World Bank president Bob Zoellick announced several striking new initiatives in his speech yesterday at a CGD event that drew a standing room-only audience of nearly 200 development specialists. Among his proposals: a "New Deal for Global Food Policy" to reduce hunger and social unrest throughout the developing world, as poor people attempt to cope with recent dramatic increases in food prices.
Not surprisingly, economic reporting today focused instead on Fed Chairman Ben Bernanke's use yesterday of the word "recession" and on Congress's confused efforts to deal with the U.S. housing mess. Among the few exceptions: David Ignatius drew on Bob's speech in his Washington Post column today on The Perils of the Price of Rice, which does a nice job of highlighting unexamined links between economic troubles here in the U.S. and the food shortages and other problems in the wider world.
Most of the media, as usual, seems to suffer from a case of double myopia (nearsightedness in time and in space) in which the immediate problem in the U.S. financial market (as legitimate as it is, for the 2 million or so households facing foreclosure risks) eclipses the crisis out there in the "rest of the world," which is urgent and could be long-term, of rising food and energy prices for poor people in poor countries -- who number about 2 billion.
Good to see Mr. Zoellick using the World Bank platform as a bully pulpit to fight for attention to the world's poor. And clever of him to link current shifts in global prices and risks to poor people's needs. I had the pleasure of hosting him and serving as moderator during the follow up discussion. From where I sat, our audience of development experts seemed pleased indeed with his proposals.

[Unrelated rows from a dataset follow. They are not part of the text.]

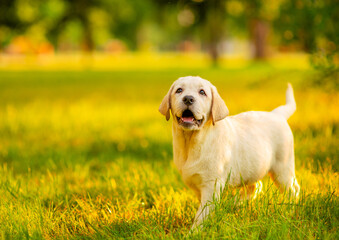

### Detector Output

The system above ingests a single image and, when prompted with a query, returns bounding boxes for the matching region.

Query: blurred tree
[274,0,339,89]
[153,0,227,64]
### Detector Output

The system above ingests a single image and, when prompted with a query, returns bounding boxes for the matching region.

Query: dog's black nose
[182,95,195,106]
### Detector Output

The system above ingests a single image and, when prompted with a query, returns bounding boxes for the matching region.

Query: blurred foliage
[0,0,339,82]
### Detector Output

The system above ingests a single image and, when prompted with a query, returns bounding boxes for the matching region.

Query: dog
[159,76,300,230]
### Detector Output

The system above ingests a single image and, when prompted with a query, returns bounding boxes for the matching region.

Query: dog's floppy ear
[159,85,173,121]
[211,86,229,125]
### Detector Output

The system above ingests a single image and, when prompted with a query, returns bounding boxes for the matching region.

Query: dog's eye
[199,89,206,96]
[175,88,182,93]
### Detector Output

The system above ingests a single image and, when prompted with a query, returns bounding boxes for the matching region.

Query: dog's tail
[272,83,297,119]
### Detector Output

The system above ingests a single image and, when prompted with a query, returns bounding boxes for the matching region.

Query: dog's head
[159,77,228,130]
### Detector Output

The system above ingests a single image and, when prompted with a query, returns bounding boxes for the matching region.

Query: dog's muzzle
[177,109,203,128]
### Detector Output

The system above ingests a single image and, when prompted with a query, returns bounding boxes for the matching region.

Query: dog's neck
[172,122,212,171]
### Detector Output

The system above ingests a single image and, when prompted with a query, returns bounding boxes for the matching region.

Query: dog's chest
[177,155,210,189]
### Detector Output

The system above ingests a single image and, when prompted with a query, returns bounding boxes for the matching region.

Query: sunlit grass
[0,52,310,71]
[0,59,339,239]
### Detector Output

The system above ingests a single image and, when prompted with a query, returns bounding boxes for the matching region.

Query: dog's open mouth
[177,109,203,126]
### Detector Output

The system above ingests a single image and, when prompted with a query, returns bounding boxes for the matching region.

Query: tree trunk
[250,19,269,60]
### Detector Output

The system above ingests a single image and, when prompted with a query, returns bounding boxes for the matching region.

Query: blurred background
[0,0,339,79]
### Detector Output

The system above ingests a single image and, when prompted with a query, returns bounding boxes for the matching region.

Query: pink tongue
[181,117,194,122]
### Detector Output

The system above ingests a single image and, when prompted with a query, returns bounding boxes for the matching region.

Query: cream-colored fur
[159,77,299,229]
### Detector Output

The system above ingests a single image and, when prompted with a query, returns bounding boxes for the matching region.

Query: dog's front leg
[191,181,222,232]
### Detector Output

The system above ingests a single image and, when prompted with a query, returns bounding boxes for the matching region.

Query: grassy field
[0,57,339,239]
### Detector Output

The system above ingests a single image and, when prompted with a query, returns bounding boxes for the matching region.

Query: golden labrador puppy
[159,77,300,229]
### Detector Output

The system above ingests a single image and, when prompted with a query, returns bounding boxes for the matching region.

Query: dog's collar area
[177,109,203,127]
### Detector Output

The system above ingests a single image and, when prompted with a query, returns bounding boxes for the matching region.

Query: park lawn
[0,64,339,239]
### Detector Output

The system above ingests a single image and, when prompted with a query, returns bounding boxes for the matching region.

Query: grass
[0,56,339,239]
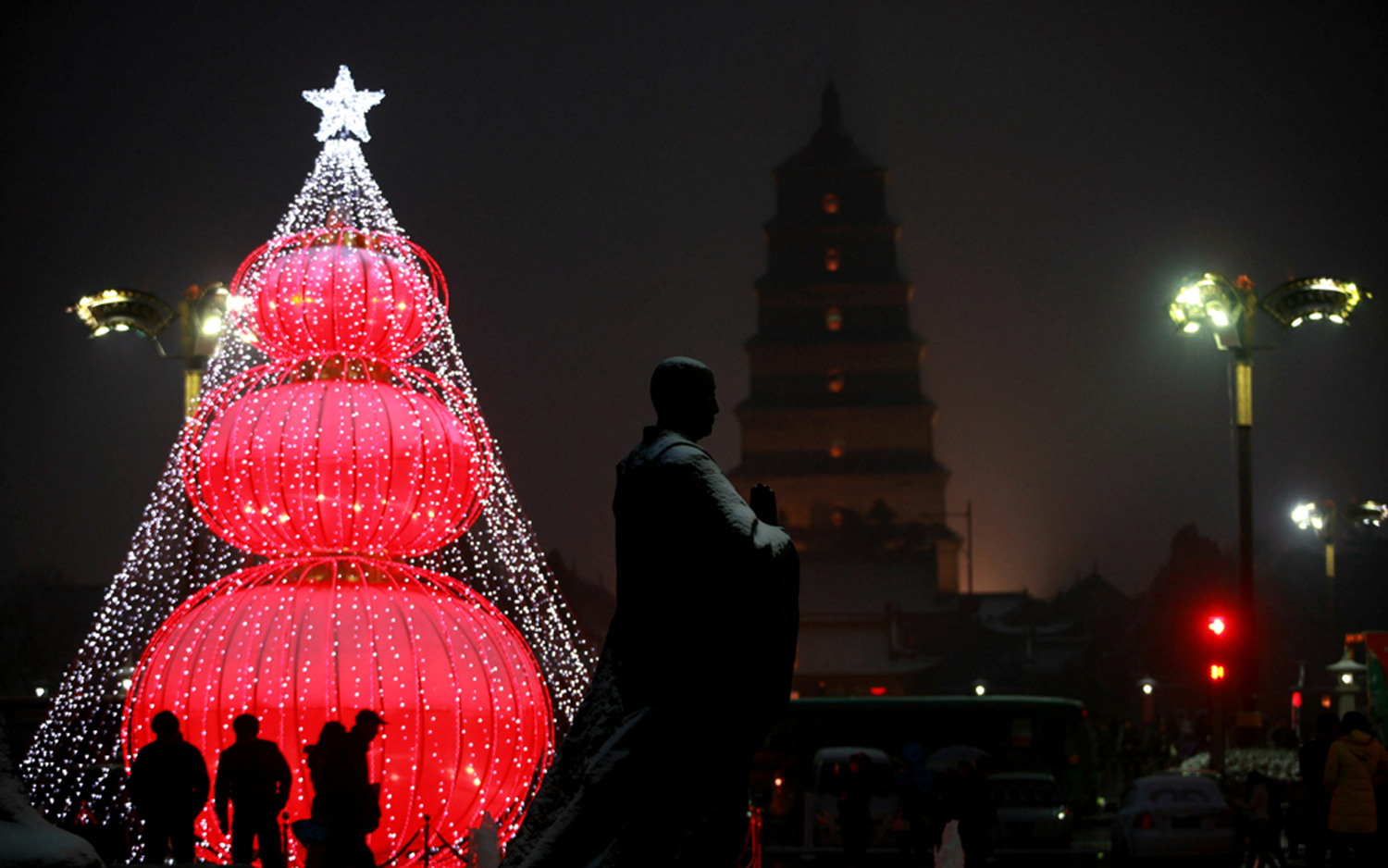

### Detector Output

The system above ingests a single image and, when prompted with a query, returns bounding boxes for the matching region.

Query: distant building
[729,83,960,694]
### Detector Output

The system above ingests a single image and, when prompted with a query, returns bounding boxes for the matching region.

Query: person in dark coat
[314,710,386,868]
[214,713,293,868]
[1296,711,1340,868]
[838,752,874,865]
[130,711,211,865]
[504,358,799,868]
[293,721,347,868]
[958,754,998,865]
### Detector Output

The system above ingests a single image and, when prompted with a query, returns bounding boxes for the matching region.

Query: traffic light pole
[1210,677,1224,777]
[1238,306,1259,716]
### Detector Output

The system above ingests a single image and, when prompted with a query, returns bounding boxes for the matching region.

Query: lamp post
[1171,274,1370,711]
[1326,644,1369,716]
[1137,676,1159,724]
[68,282,232,415]
[1293,500,1388,647]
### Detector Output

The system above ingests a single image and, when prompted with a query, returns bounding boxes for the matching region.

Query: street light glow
[1260,278,1373,328]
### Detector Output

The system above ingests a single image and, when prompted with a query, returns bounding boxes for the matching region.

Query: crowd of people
[130,711,386,868]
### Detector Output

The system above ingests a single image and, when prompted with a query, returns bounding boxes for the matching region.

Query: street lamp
[68,282,233,415]
[1171,274,1370,710]
[1293,500,1388,647]
[1137,676,1159,724]
[1326,644,1369,716]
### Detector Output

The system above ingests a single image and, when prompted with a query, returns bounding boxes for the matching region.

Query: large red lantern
[183,360,493,557]
[232,227,449,361]
[125,558,552,863]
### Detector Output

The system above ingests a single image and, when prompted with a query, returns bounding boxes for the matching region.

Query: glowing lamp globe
[232,227,449,361]
[183,368,493,557]
[124,558,554,863]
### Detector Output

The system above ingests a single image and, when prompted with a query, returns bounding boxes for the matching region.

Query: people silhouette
[214,713,293,868]
[504,358,799,868]
[310,710,386,868]
[130,711,211,865]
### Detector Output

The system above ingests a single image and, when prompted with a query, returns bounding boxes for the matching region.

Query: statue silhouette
[130,711,211,865]
[214,713,293,868]
[502,358,799,868]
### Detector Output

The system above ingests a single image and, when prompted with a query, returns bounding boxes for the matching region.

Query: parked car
[988,772,1074,849]
[805,747,898,847]
[1112,772,1237,861]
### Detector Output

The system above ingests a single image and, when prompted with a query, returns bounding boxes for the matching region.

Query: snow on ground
[0,726,102,868]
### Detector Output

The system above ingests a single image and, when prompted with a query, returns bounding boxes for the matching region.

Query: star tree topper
[304,64,386,142]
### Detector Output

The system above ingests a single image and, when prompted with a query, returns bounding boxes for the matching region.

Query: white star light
[304,66,386,142]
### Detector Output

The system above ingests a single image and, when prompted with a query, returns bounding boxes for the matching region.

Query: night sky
[0,3,1388,594]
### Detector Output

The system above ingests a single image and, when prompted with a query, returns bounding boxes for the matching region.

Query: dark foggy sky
[0,3,1388,594]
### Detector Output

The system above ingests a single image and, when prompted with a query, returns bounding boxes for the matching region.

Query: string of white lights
[21,81,596,844]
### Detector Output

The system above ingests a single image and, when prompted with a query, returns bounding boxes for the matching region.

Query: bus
[751,696,1098,847]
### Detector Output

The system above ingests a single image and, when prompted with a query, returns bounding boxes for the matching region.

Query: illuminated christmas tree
[24,67,593,861]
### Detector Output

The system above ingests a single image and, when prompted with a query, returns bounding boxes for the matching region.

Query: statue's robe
[504,427,799,868]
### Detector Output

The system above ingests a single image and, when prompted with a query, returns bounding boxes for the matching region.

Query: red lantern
[232,227,449,361]
[183,358,493,557]
[124,558,554,863]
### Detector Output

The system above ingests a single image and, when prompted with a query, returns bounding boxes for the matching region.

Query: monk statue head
[651,355,718,440]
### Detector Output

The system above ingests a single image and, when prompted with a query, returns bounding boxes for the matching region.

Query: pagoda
[729,82,960,691]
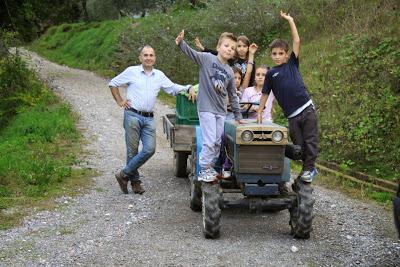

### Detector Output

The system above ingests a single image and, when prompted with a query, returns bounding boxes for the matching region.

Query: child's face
[217,38,237,60]
[235,72,242,89]
[236,41,249,58]
[255,68,267,86]
[271,47,289,65]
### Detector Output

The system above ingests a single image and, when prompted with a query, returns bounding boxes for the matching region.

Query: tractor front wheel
[190,175,201,212]
[174,152,188,177]
[202,182,221,239]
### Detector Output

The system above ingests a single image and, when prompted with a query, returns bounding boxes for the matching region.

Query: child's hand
[249,43,258,55]
[175,30,185,45]
[188,86,197,103]
[281,10,293,20]
[194,37,204,51]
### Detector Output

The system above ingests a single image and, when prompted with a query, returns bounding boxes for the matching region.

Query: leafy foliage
[31,0,400,181]
[0,55,46,129]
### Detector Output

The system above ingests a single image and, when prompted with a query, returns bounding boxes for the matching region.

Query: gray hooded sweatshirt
[179,41,242,119]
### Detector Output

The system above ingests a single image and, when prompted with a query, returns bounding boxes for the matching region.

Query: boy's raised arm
[281,10,300,57]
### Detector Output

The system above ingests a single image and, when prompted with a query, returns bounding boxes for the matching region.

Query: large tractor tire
[174,152,188,177]
[289,179,315,239]
[190,175,202,212]
[202,182,221,239]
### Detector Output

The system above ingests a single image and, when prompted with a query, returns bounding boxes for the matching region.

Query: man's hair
[269,39,289,53]
[139,45,156,55]
[238,35,250,46]
[217,32,237,47]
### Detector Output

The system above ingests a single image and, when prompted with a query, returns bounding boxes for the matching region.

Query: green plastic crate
[176,94,199,125]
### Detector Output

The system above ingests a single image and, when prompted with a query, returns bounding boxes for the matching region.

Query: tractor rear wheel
[190,175,201,212]
[202,182,221,239]
[289,179,315,239]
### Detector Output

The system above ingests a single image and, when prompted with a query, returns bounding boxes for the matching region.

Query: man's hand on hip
[118,100,131,109]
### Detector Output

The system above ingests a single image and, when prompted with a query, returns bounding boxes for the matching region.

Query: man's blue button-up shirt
[109,65,190,112]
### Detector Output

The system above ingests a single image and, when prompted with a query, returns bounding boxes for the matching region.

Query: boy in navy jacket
[257,11,318,182]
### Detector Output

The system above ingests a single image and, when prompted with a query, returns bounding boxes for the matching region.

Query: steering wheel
[239,102,260,119]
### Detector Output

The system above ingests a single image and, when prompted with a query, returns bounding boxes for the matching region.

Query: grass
[291,161,394,209]
[30,19,131,76]
[0,98,96,229]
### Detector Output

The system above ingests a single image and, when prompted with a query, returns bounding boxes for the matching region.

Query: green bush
[31,0,400,181]
[318,34,400,178]
[0,55,46,130]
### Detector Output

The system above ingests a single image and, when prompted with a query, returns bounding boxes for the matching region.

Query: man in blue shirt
[109,45,196,194]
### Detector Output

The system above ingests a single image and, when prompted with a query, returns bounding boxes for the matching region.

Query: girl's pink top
[241,86,275,121]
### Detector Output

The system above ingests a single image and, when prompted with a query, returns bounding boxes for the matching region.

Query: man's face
[139,47,156,68]
[217,38,236,60]
[271,47,289,65]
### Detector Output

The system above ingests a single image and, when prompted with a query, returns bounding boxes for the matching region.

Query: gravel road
[0,51,400,266]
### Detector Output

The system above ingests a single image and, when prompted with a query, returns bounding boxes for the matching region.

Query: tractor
[189,115,315,239]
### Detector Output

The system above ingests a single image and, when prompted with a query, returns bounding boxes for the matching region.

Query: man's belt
[128,108,154,117]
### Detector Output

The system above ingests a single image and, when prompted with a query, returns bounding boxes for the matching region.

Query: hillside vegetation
[0,55,90,229]
[32,0,400,182]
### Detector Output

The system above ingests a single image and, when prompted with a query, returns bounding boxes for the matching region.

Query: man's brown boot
[115,170,129,194]
[132,181,145,194]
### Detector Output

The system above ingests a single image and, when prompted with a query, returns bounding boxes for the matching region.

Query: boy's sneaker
[115,170,129,194]
[300,168,318,183]
[198,168,218,183]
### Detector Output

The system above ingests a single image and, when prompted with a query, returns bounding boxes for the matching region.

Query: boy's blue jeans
[123,110,156,182]
[199,112,225,170]
[289,105,318,171]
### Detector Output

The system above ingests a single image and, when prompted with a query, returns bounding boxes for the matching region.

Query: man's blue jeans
[123,110,156,182]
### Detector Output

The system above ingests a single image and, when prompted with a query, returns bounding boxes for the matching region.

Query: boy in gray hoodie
[175,30,242,182]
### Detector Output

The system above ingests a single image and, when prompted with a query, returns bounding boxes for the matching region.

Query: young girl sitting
[195,35,257,88]
[241,65,275,122]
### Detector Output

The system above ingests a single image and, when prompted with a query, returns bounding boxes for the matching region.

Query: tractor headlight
[241,130,253,142]
[272,131,283,143]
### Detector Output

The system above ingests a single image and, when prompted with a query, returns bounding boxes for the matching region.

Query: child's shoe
[300,168,318,183]
[198,168,218,183]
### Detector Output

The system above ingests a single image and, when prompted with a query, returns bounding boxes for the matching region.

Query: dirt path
[0,49,400,266]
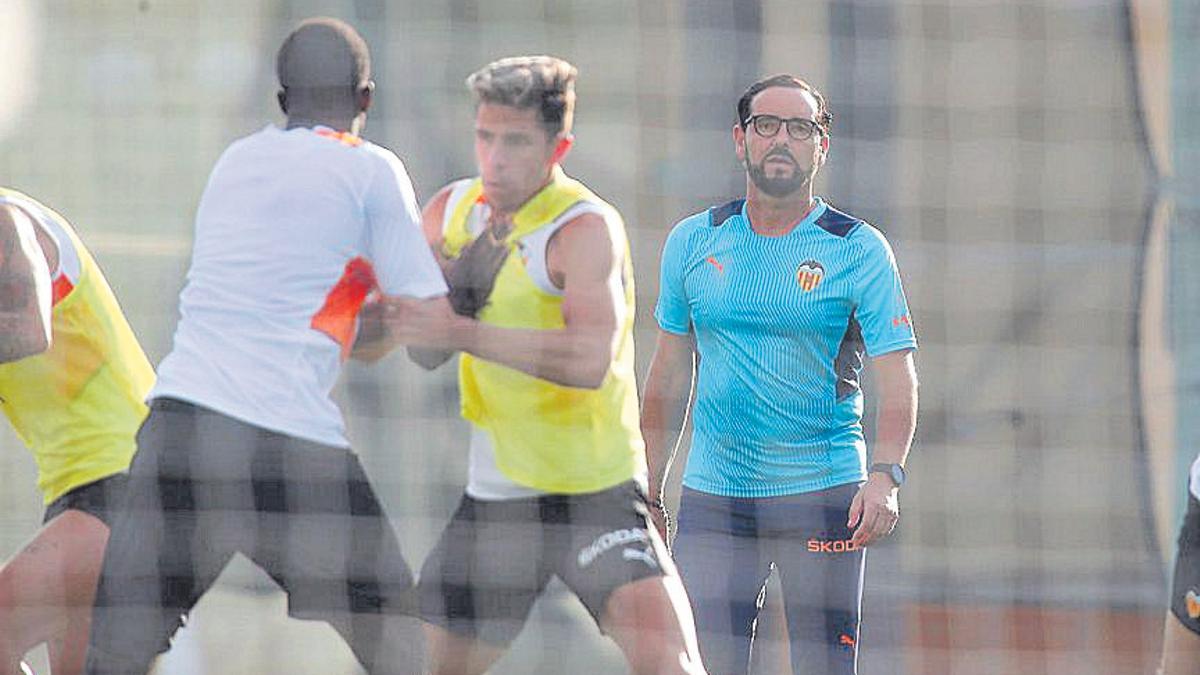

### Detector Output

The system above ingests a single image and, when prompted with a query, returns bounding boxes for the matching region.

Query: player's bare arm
[642,329,696,540]
[0,204,50,363]
[408,185,455,370]
[848,350,917,546]
[389,214,625,389]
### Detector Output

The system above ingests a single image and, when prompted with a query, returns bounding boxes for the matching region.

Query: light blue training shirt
[654,198,917,497]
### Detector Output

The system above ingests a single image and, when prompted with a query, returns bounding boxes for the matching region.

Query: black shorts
[419,480,674,646]
[42,473,126,527]
[1171,491,1200,634]
[89,399,416,673]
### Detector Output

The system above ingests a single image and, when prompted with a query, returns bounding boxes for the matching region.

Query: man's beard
[743,148,816,199]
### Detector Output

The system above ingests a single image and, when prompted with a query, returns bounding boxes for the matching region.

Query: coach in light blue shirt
[642,74,917,675]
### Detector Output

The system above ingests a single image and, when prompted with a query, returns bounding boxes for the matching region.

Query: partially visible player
[381,56,703,675]
[1158,446,1200,675]
[0,187,154,675]
[88,19,446,675]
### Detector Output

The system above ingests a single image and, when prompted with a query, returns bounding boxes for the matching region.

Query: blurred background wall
[0,0,1200,675]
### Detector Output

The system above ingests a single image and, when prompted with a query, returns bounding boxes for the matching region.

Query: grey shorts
[418,480,670,646]
[42,473,125,527]
[89,399,416,673]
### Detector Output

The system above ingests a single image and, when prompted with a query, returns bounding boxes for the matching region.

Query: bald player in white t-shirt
[86,19,446,675]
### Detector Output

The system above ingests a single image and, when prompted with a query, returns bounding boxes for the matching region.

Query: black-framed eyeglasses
[742,114,821,141]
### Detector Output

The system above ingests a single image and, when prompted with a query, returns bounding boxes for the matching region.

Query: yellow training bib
[443,167,646,494]
[0,189,154,503]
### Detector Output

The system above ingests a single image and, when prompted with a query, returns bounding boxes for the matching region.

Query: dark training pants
[673,484,865,675]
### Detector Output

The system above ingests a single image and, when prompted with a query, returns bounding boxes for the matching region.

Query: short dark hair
[275,17,371,112]
[738,73,833,136]
[467,56,578,136]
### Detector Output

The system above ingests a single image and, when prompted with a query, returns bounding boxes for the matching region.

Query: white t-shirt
[150,126,446,447]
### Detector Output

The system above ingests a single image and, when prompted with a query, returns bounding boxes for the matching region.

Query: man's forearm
[871,362,917,465]
[408,347,457,370]
[451,319,613,389]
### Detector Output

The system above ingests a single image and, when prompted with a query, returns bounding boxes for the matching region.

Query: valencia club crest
[796,259,824,293]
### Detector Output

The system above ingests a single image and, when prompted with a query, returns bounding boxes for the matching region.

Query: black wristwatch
[868,462,904,488]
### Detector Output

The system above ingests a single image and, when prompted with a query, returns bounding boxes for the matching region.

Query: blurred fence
[0,0,1200,674]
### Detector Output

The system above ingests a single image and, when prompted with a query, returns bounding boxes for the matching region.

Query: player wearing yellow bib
[384,56,703,674]
[0,187,154,675]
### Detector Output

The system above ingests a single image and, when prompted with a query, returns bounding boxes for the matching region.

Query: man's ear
[733,124,746,162]
[355,79,374,113]
[550,133,575,165]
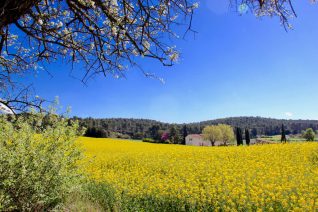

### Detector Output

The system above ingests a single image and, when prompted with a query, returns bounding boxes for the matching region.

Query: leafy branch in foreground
[0,0,314,111]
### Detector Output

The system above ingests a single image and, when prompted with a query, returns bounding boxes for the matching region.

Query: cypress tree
[236,127,243,146]
[245,128,251,146]
[182,125,188,145]
[280,124,287,143]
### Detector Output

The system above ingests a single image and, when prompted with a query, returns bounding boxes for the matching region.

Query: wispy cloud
[285,112,294,118]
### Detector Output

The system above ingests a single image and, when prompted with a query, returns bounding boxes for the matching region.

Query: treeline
[74,117,318,140]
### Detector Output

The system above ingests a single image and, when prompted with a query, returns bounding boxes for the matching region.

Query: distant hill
[74,117,318,139]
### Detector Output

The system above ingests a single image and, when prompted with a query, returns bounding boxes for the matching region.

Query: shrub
[0,114,81,211]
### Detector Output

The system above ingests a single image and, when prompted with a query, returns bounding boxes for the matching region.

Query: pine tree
[280,124,287,143]
[182,125,188,145]
[245,128,251,146]
[236,127,243,146]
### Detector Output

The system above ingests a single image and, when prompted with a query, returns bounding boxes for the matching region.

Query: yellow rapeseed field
[80,138,318,211]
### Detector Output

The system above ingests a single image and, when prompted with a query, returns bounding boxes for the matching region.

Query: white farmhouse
[186,134,211,146]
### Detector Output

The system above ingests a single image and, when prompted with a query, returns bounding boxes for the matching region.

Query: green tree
[236,127,243,146]
[169,126,182,144]
[280,124,287,143]
[148,125,161,141]
[217,124,234,145]
[245,128,251,146]
[202,125,222,146]
[0,0,306,112]
[182,125,188,145]
[302,128,316,141]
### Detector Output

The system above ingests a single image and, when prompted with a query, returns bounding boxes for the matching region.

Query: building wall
[186,135,211,146]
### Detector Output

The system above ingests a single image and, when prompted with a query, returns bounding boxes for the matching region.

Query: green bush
[0,114,81,211]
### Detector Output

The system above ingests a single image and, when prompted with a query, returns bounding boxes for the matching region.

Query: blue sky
[28,0,318,123]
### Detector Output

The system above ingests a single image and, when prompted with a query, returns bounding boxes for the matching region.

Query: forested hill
[74,117,318,139]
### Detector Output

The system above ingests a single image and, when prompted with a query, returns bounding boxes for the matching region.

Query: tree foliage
[245,128,251,146]
[0,0,314,111]
[217,124,234,145]
[280,124,287,143]
[235,127,243,146]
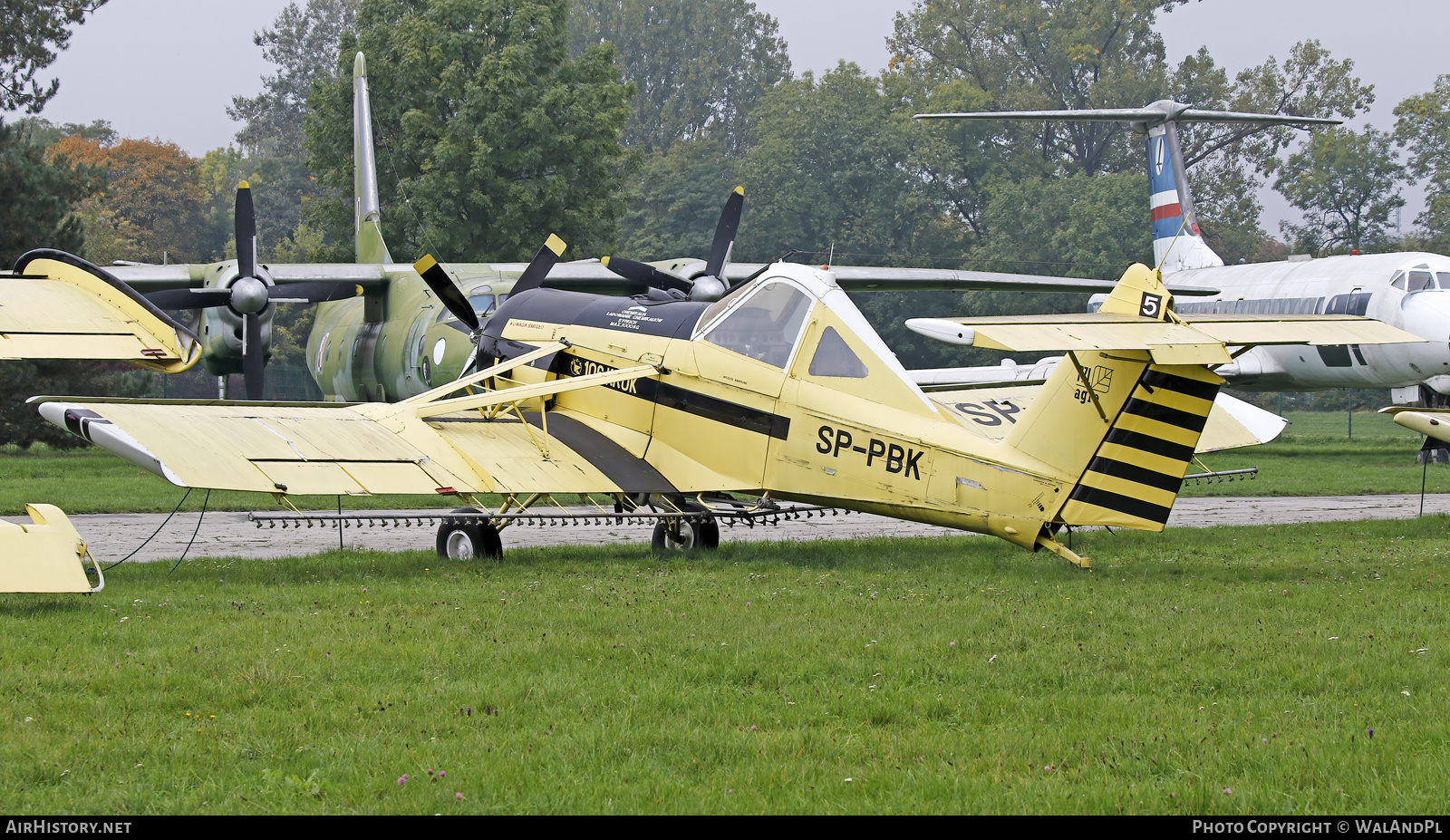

Like many who were there, I welcome his focus not on more World Bank lending (hardly a word on that, except for his promise to increase agriculture lending to Africa) but on the World Bank's role in making markets for new products (he wants 1 percent of sovereign wealth fund assets -- that's about $30 billion -- for a World Bank-engineered investment fund for Africa), and on providing a venue for global collective action on climate change.
Let's hope he can bring along quickly his 10,000 colleagues at the Bank (on climate change, progress is painfully slow) who still mostly "do" lending instead of realizing the institution's potential as a global development cooperative. He will also need to convince his Board and the bank's member countries, especially the U.S., who hesitate, against their own long-term interests (myopia again), to get on with the business of reforming the bank's governance to give developing countries and the emerging market giants a much greater voice in running the bank.